Txomin acabó su tarea como hacía todos los sábados de forma impenitente. Era un indígena sin selva, un exiliado en su propia tierra. Miró a los cielos de nuevo. Por ellos ya no pasaban ni naves espaciales ni, incluso, las aves, que habían desaparecido intentando huir de la debacle. Miró de nuevo a lo lejos, ahora hacia aquel monolito construido bajo la imposición del «Si o Sí» y cuyo significado e interés, salvo para algunos pocos, no entendía nadie.

Levantó la azada y la lanzó al aire. El cielo se tornó negro, como si la Naturaleza entera entendiera que esa era la señal de que la Tierra y sus vidas estaban en peligro y era necesario concienciarse sobre los cada vez menos recursos disponibles.

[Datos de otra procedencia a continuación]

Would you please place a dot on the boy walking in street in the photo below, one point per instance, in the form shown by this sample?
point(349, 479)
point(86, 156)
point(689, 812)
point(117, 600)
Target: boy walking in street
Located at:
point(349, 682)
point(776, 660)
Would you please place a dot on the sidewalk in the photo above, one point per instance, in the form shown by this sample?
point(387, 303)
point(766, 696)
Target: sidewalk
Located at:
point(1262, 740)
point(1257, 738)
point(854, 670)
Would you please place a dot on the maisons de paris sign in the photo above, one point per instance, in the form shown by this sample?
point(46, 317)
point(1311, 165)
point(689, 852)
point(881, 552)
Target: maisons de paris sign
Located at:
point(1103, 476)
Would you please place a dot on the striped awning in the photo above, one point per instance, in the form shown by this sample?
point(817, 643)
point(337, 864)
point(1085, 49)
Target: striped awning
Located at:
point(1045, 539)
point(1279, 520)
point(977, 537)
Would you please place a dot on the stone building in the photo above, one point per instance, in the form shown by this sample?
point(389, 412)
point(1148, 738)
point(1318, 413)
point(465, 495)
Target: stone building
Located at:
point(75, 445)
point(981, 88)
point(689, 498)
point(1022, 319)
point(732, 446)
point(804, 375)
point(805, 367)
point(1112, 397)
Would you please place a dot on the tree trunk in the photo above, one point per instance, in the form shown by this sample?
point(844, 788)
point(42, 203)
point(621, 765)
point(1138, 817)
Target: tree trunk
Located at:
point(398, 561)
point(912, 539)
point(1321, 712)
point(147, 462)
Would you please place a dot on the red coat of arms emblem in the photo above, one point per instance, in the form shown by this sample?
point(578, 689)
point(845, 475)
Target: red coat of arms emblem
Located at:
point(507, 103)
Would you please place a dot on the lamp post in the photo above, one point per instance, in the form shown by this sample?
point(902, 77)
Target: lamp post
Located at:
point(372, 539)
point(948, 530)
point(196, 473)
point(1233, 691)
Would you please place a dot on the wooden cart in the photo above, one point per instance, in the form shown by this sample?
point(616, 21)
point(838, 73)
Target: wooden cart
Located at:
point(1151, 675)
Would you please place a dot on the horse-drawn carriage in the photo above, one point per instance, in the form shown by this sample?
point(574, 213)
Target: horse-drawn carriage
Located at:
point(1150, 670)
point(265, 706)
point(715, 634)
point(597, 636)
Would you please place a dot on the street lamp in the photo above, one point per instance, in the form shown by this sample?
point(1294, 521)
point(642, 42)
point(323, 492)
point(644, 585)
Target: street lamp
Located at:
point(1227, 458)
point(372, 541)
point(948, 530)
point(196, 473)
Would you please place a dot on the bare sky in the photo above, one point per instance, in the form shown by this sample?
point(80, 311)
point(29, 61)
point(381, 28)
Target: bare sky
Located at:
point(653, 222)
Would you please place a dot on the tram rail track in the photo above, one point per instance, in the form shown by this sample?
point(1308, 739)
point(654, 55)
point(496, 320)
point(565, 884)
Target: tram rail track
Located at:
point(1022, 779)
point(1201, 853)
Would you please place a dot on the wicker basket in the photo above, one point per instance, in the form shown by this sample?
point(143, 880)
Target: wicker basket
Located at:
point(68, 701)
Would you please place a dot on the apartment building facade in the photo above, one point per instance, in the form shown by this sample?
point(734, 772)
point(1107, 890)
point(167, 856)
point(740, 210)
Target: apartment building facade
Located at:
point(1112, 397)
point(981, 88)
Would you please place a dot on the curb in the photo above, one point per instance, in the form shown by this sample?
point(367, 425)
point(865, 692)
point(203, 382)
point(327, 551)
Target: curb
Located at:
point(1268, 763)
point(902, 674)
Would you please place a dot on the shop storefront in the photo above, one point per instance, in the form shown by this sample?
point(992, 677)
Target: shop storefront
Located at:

La azada cogió un vuelo inexplicable. Y de pronto, allí, sobre el cielo de Kortezubi apareció otra azada más surcando los aires. Y otra más… Y muchas más sobre Arteaga, Arratzu… y también al otro lado de la ría, en Gernika, Forua, Murueta… por todas partes. Y luego se escuchó un irrintzi, y otro más… y uno muy lejos, por Elantxobe. Era la rebelión de los contribuyentes hartos de pagar las chapuzas de los de siempre.

Nota.- Cualquier parecido con la ficción es pura realidad. Dedicado a Stanley Kubrick (“2001: una odisea en el espacio”) y a todas las personas que defienden la Tierra y la Vida frente a la Especulación y la Muerte.